Working our way out of the wind
After a weekend snowstorm, well, really it was an ice storm, we ventured back to Cadotte Creek on the west side of the Continental Divide on Monday.
We had hoped to ski in the Teton country, but the winds were too high and we thought the west side would be calmer.
It wasn't.
We chose First Gulch for our ski trip.
We started up the bottom on about four inches of new, fresh powder on a thin base.  We had to be careful of stumps and snags left over from the extensive logging in the area.
In about a quarter-mile a drainage, with a low pass at the ridgeline, presented itself and we worked our way up, some 750 feet to the top.

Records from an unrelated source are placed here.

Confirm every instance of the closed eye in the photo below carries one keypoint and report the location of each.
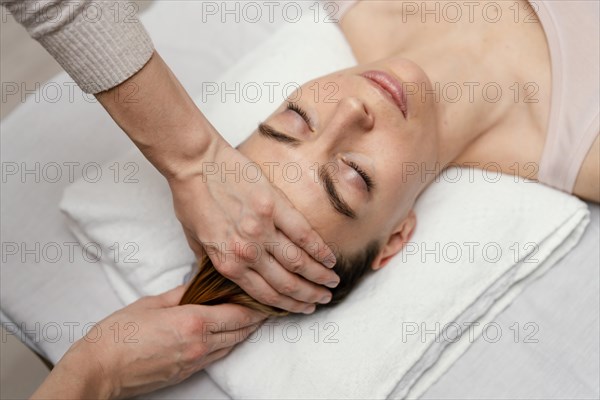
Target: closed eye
(368, 181)
(300, 111)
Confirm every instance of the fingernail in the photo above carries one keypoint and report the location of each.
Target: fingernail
(329, 262)
(332, 284)
(325, 299)
(310, 310)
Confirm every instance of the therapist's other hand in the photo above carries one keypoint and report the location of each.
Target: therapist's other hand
(148, 345)
(244, 226)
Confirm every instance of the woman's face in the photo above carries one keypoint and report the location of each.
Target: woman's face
(348, 156)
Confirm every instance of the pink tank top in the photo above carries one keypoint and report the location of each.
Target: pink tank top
(572, 32)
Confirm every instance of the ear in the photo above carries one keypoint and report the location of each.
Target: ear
(397, 240)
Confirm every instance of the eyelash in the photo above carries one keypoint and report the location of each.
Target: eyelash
(364, 175)
(294, 107)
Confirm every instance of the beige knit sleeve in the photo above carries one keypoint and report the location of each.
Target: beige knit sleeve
(99, 43)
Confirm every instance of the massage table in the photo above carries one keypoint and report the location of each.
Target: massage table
(553, 326)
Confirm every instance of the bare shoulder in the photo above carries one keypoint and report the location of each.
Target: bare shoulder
(587, 185)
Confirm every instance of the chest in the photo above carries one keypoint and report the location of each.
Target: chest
(514, 42)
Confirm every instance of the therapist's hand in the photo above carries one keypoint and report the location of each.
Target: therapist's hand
(221, 215)
(148, 345)
(246, 228)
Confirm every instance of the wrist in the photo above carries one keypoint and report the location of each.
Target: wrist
(78, 375)
(158, 115)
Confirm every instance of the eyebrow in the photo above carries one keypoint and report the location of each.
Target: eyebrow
(337, 201)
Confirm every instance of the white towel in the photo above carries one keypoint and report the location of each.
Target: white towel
(506, 231)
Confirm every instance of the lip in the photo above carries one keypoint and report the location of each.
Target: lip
(390, 86)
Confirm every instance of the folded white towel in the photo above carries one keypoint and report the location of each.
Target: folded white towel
(479, 240)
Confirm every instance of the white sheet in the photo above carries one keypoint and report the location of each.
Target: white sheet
(564, 364)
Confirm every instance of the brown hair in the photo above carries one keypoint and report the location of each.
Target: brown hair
(209, 287)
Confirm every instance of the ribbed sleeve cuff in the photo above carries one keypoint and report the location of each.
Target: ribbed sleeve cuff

Despite the clear blue skies, the wind was howling on top, so we traversed to the east side of the ridge and stayed away from most of the blowing.  The views of the Continental Divide country and Red Mountain were dominant.
Eventually, we exhausted the ridge and worked our way down to the bottom and across the small tributary and eventually climbed to an old logging road, which we used to get back to the open bottom and out.
Instead of calling it a day, from the car we skied into the willows and found a snow-ice bridge across the Blackfoot River to the other side.  It wasn't long when we hit a fence-line.  That and some guard dogs persuaded us to turn around.  We could hear a dog pursuing us as we scrambled across the river and safely back to our car.